Most of you probably know Justin from his column on Antiwar.com, the website he co-founded with longtime friend and collaborator Eric Garris in 1995. But Justin had a long history of supporting the libertarian movement, starting in the late seventies when he worked for The CATO Institute’s Libertarian Review and Students for a Libertarian Society.
Justin’s priority was ending militarism and war, which he, like Murray Rothbard, saw as the greatest threat to liberty in our times. He also followed Murray in seeking to build alliances with those on the left and right who oppose interventionism.

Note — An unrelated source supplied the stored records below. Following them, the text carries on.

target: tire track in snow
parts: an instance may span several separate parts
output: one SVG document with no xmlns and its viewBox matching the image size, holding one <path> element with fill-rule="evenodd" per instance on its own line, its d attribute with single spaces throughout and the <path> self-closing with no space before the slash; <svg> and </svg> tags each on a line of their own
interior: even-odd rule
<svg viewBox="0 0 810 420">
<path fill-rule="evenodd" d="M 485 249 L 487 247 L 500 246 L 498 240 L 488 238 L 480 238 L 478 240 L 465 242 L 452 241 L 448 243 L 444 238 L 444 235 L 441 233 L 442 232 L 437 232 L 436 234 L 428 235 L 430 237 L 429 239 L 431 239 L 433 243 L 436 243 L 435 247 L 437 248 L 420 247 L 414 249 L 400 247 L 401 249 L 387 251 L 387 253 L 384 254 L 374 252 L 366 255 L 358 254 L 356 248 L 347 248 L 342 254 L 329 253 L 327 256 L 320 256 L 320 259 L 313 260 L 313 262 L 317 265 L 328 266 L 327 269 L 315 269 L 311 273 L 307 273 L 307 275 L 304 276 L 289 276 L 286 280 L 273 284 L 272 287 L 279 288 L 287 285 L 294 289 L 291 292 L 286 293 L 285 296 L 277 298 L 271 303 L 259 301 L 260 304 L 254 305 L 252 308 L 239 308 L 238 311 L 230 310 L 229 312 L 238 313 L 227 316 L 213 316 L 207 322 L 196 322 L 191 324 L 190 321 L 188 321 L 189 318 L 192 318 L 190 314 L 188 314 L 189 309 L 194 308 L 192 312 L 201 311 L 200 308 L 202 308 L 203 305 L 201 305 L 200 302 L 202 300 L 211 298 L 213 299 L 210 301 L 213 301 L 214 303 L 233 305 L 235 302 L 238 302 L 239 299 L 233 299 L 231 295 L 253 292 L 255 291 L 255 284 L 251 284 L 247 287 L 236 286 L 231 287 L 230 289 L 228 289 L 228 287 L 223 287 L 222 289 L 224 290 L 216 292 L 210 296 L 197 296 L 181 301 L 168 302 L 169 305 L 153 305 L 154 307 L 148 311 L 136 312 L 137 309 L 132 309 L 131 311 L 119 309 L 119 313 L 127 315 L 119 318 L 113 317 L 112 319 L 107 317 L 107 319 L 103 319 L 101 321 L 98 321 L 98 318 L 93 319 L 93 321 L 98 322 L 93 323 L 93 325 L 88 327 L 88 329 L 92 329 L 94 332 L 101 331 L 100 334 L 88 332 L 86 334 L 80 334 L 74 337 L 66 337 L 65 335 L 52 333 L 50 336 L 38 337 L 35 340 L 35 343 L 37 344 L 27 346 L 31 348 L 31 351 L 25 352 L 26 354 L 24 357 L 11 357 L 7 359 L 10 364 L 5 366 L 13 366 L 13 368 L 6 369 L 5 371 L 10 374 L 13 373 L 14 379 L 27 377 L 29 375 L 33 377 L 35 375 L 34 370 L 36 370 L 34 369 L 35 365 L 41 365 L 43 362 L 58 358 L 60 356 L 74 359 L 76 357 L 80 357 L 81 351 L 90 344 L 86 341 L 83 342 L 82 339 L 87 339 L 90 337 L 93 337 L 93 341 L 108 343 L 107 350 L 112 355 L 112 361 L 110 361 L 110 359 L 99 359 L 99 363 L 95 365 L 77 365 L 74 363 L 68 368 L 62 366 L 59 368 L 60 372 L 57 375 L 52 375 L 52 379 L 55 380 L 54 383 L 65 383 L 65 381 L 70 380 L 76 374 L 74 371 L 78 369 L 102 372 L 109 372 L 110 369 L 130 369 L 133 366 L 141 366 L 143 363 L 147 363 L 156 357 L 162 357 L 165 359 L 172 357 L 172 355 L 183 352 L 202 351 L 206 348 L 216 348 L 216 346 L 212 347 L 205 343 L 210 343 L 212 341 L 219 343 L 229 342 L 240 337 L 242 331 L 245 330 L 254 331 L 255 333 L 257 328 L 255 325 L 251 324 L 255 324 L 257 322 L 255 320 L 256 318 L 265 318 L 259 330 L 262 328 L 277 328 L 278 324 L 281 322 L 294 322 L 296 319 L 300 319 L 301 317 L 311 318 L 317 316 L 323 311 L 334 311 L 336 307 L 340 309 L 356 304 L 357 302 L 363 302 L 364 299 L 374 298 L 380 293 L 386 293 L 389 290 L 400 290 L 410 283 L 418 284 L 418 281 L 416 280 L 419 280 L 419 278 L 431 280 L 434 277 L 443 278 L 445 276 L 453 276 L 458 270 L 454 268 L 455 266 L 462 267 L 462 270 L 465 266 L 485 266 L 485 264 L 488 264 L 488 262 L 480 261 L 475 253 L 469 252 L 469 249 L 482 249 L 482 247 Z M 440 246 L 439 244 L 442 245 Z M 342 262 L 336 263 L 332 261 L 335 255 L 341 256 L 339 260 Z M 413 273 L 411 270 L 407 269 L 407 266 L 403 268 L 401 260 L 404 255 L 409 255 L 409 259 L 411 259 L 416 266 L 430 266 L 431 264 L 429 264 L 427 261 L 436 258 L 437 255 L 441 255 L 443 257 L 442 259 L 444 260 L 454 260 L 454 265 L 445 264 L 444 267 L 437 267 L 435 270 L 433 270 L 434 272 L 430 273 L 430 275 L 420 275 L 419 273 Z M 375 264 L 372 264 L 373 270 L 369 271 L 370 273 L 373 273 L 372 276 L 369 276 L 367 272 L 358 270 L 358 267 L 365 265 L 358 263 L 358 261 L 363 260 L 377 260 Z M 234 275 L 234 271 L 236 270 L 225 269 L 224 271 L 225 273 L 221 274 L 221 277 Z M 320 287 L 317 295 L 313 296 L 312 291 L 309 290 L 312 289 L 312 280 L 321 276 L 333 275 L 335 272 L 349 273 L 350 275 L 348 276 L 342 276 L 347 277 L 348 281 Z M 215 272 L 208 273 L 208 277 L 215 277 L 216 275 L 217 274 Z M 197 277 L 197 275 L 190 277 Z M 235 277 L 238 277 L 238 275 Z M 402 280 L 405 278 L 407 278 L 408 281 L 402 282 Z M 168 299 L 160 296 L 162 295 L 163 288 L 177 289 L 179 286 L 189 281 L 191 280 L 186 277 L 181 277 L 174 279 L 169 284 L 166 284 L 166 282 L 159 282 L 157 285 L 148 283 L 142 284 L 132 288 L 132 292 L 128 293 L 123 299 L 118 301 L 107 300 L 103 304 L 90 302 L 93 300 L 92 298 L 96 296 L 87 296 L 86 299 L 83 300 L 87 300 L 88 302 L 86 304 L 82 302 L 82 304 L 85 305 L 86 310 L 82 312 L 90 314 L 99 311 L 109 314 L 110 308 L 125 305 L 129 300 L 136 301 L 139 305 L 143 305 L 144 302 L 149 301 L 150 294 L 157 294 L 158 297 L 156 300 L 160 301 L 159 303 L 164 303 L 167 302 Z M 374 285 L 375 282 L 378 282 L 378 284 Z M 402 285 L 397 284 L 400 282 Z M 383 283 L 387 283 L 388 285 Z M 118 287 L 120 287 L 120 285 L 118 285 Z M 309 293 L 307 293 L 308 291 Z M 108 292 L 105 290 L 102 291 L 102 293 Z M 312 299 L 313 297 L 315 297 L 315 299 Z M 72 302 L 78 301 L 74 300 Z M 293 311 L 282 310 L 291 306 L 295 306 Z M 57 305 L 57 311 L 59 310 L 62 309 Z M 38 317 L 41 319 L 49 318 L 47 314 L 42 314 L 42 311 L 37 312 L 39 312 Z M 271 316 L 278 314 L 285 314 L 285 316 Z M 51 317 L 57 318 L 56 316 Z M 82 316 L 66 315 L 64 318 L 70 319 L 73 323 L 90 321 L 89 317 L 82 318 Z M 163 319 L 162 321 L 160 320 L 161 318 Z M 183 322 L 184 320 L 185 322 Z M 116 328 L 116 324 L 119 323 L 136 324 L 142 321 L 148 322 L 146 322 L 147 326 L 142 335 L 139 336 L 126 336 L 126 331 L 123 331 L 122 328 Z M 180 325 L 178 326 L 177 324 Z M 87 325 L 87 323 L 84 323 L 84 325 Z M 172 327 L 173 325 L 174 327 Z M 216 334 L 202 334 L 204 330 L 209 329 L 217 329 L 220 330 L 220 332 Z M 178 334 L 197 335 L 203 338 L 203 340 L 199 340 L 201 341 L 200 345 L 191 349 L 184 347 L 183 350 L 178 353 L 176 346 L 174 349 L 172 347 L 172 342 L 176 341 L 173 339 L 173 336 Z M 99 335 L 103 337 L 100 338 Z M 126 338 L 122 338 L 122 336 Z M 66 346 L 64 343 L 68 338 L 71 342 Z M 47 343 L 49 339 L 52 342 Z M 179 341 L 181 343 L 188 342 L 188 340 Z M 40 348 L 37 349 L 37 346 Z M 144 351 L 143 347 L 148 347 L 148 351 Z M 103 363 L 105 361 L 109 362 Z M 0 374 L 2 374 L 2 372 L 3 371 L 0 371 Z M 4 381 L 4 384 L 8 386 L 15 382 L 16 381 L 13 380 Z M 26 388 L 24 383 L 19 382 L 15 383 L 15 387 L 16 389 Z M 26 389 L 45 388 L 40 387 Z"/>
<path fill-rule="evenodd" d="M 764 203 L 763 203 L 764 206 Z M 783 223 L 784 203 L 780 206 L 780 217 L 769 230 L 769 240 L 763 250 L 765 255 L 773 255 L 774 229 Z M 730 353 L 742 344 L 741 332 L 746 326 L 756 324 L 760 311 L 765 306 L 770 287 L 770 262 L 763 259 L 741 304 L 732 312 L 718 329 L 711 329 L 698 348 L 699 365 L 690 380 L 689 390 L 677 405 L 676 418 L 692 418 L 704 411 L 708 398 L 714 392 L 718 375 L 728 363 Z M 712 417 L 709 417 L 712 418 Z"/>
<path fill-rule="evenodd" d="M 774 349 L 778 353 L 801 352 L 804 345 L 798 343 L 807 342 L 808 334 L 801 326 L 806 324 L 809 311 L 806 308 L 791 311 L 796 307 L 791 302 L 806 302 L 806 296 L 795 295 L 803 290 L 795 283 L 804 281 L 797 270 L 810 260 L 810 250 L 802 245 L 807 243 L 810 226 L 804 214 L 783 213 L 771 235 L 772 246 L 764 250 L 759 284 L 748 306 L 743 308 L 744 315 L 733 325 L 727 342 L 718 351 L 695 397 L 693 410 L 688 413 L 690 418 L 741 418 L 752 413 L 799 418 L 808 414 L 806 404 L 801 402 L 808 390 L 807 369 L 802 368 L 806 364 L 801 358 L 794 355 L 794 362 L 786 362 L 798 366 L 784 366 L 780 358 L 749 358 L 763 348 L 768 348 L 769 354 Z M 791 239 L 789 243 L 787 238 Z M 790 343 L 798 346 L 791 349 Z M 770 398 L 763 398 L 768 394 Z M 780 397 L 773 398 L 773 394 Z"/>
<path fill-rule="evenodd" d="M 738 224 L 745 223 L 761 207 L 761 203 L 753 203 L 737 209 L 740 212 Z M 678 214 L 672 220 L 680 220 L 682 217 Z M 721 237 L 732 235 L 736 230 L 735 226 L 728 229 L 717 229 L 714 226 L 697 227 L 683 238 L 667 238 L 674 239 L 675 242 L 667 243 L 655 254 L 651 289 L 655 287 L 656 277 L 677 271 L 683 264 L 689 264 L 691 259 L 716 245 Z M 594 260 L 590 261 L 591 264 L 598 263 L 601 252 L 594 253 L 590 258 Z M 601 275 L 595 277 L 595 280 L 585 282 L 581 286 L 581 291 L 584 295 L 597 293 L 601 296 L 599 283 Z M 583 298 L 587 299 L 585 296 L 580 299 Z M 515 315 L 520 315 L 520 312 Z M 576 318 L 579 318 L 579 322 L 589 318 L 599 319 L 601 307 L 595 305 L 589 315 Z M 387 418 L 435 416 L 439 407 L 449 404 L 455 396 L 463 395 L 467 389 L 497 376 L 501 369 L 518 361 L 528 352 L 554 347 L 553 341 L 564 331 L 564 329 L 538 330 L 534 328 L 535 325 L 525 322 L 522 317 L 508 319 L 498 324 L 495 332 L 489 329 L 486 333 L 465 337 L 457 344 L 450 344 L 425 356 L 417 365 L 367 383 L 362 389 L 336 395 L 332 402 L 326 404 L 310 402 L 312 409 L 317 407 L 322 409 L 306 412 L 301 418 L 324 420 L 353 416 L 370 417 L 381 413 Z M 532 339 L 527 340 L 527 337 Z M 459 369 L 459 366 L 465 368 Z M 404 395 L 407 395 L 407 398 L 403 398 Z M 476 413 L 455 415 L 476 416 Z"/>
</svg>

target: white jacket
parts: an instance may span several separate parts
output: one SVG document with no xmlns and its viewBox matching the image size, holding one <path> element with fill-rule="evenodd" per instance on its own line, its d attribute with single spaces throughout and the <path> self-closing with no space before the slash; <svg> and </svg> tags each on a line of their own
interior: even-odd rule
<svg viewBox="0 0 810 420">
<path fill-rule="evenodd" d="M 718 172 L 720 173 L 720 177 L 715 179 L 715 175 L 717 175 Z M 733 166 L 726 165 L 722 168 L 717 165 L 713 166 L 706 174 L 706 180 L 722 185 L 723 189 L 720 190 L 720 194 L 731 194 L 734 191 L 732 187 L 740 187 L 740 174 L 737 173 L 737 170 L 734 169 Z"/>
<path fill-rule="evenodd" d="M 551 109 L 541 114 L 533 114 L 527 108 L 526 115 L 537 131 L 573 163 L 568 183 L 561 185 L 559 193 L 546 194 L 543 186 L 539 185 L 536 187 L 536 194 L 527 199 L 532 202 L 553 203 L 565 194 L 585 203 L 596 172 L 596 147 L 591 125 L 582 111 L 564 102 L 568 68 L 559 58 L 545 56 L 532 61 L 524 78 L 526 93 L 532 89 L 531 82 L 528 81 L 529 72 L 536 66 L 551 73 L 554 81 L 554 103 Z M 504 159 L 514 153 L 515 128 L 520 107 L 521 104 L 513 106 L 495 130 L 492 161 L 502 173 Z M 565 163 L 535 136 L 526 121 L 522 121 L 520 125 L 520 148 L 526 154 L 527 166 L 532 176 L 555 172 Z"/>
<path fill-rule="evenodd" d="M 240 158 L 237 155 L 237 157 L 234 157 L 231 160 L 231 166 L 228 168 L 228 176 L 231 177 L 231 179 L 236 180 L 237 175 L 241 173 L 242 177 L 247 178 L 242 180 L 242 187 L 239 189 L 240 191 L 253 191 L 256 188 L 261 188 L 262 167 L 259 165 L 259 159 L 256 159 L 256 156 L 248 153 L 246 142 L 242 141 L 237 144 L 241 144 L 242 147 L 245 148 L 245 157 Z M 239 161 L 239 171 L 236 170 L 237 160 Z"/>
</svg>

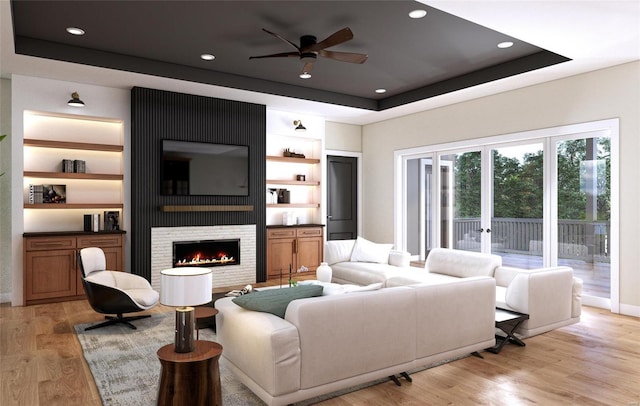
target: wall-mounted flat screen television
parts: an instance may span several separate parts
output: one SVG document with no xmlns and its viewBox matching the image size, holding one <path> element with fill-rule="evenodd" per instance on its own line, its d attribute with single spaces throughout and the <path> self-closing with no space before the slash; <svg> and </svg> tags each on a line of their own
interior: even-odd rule
<svg viewBox="0 0 640 406">
<path fill-rule="evenodd" d="M 162 140 L 163 195 L 249 195 L 249 147 Z"/>
</svg>

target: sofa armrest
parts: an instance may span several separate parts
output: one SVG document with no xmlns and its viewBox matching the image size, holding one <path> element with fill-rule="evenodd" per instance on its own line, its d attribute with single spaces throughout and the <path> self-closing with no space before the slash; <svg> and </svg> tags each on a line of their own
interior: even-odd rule
<svg viewBox="0 0 640 406">
<path fill-rule="evenodd" d="M 573 291 L 571 294 L 571 317 L 580 317 L 582 314 L 582 279 L 573 278 Z"/>
<path fill-rule="evenodd" d="M 389 265 L 406 268 L 411 263 L 411 254 L 407 251 L 391 250 L 389 252 Z"/>
<path fill-rule="evenodd" d="M 573 270 L 562 266 L 520 270 L 505 293 L 507 306 L 528 314 L 530 326 L 570 319 L 572 301 Z"/>
<path fill-rule="evenodd" d="M 272 396 L 300 389 L 300 337 L 288 321 L 217 300 L 217 341 L 222 356 Z"/>
</svg>

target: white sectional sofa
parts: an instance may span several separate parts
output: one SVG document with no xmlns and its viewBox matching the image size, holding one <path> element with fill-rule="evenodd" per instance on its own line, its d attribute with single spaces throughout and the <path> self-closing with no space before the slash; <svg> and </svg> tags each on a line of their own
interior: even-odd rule
<svg viewBox="0 0 640 406">
<path fill-rule="evenodd" d="M 281 291 L 300 288 L 284 288 Z M 253 293 L 248 295 L 254 295 Z M 234 374 L 286 405 L 495 344 L 493 278 L 455 278 L 293 300 L 284 318 L 216 301 Z"/>
<path fill-rule="evenodd" d="M 362 250 L 364 254 L 353 255 Z M 532 270 L 503 267 L 502 258 L 497 255 L 436 248 L 429 253 L 424 268 L 417 268 L 409 266 L 408 253 L 362 238 L 328 241 L 324 252 L 325 262 L 333 271 L 332 281 L 337 283 L 379 282 L 394 287 L 491 276 L 496 280 L 496 306 L 529 315 L 529 320 L 516 330 L 522 337 L 580 321 L 582 280 L 574 278 L 569 267 Z"/>
</svg>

With the end of the Cold War, Justin joined those libertarians interested in reforming the Old Right libertarian-conservative coalition that opposed both welfare and warfare.
Of course, Justin was a great champion and defender of the Ron Paul Revolution, seeing it as the realization of his dream of mass movement for peace and liberty.
He also wrote two must read books Reclaiming the American Right, a history of the rise and fall of the old right, the rise of the neocons and the reemergence of an antiwar right following the end of the Cold War and Enemy of the State, a biography of Murray Rothbard focusing on Rothbard’s scholarly work and his activities in the libertarian movement.
You can buy Reclaiming the American Right here and Enemy of the State here.
Justin saw education and activism as necessary components of an effective movement. He educated to activate, and he activated to educate.
Justin Raimondo serves as a model for those wishing to end the American empire, and the Keynesian money system that fuels it, and restore the old republic of limited government, free-markets, individual liberties, and a foreign policy of peace and free trade.